The first phase is expected to take about six months to complete and will include the development of operational capabilities in the new 21,000 sq ft building to house freezers and distribution functions that will free up space for additional sterile packaging clean rooms to be built in the existing facility.
Demand for the Group’s products, in particular its BioRinse orthopaedic product portfolio, continues to grow.
Tissue Regenix says the first phase of its expansion will allow for an uplift of approximately 50% to the Group’s current BioRinse processing capacity.
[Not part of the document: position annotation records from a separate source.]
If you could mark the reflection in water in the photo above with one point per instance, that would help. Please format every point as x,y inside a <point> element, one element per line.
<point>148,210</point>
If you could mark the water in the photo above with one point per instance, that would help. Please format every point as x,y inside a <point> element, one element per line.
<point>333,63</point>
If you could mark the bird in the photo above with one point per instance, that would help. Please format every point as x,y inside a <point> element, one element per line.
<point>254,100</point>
Gareth Jones, interim chief executive officer of Tissue Regenix Group, said: “I am delighted to confirm the commencement of the first phase of our investment and expansion plan.
“Not only do we expect this investment to provide the additional capacity required to efficiently scale our business and drive further commercial growth, it will also increase the number of patients who can benefit from our broadening product portfolio.”
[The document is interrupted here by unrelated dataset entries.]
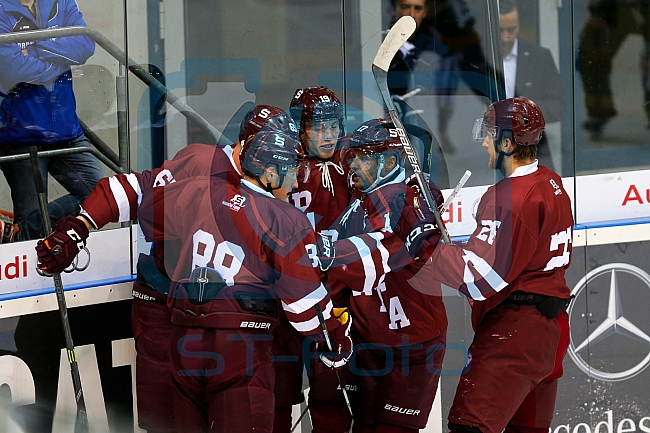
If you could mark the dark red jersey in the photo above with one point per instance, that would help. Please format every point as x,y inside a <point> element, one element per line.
<point>116,198</point>
<point>387,307</point>
<point>257,243</point>
<point>325,196</point>
<point>522,241</point>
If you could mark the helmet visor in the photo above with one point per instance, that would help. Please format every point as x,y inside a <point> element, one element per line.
<point>482,131</point>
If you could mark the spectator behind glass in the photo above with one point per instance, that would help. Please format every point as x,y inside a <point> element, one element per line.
<point>530,71</point>
<point>38,108</point>
<point>609,24</point>
<point>447,30</point>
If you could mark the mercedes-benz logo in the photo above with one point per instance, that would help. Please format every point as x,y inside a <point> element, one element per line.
<point>614,323</point>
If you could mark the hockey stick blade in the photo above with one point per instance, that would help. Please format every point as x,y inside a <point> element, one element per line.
<point>397,35</point>
<point>455,192</point>
<point>326,334</point>
<point>81,424</point>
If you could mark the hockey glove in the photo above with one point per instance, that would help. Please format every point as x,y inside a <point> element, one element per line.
<point>57,251</point>
<point>340,339</point>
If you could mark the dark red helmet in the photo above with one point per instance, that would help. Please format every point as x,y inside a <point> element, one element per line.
<point>267,117</point>
<point>315,104</point>
<point>520,115</point>
<point>374,137</point>
<point>277,148</point>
Bradford-based sub-prime lender Provident Financial has confirmed the appointment of David Shrimpton as managing director of Moneybarn, its car finance division.
He has been acting managing director of Moneybarn since March 2020, following Shamus Hodgson’s departure.
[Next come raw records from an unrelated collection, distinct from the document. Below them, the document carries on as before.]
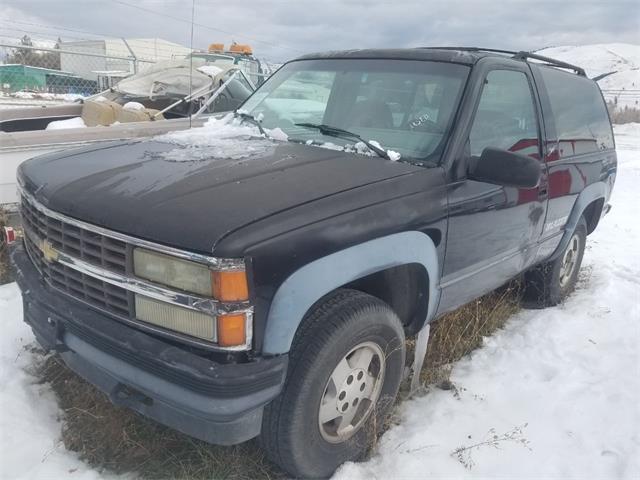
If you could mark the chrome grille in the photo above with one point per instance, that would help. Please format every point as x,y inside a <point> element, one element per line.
<point>89,246</point>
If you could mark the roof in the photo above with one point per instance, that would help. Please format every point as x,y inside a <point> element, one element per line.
<point>462,55</point>
<point>444,55</point>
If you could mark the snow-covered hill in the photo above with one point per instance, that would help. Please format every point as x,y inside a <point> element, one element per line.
<point>621,58</point>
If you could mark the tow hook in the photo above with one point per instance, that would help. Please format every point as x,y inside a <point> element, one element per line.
<point>8,236</point>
Shrimpton has extensive banking and consumer finance experience, in both customer service and operational roles.
He joined Moneybarn in January 2019 as director of customer experience.
Prior to this, he was group customer services and operations head at Wonga, and managing director of customer services and global sales and retention for Citibank.
Malcolm Le May, chief executive officer of Provident Financial, said: “David has done a great job in his capacity as acting managing director of Moneybarn, leading the business through the key early stages of the Covid-19 pandemic and into a new operating dynamic as lockdown slowly unwinds.
“I look forward to working with him as we continue to support our customers through this difficult time and also as we develop plans for Moneybarn’s future.”
Shrimpton said: “I’m delighted to be the new managing director of Moneybarn.
“I believe we’ve got a strong future ahead of us as we continue to grow the business and deliver on our social purpose.
“Cars aren’t just a luxury, they are a way of life for many people. We want to help even more customers buy the cars they need to get to work and make the most of leisure time with their families, as well as commercial vehicles to run small businesses.”
Labskin, a subsidiary of York-based medical firm Integumen, has launched remote clinical skin trials.
These are intended for disease diagnostics to offer individual skincare testing.
By harvesting the microbiome of a human volunteer’s skin, transporting it to the Labskin laboratory to be transplanted onto laboratory-grown skin, it creates an exact replica of the human volunteer’s skin microflora – without the person having to leaving their home.
Rinocloud software and AI division, another Integumen subsidiary, has built a remote clinical skin trial platform. Swabbing can be done under supervision in the human volunteer’s own home – so no in-person contact is needed.
Gerard Brandon, CEO at Integumen, said: “With the spread of COVID-19 continuing to accelerate globally, the science and AI teams advanced this development over the last three months to create a virtual Clinical Research platform that has been disrupted by the lockdown.
“This has increased access to immune-suppressed, aged or infirm human volunteers without placing them at risk.
“It is being further adapted to undertake skin trials for individual consumers for cosmetic, skin disease diagnostics.”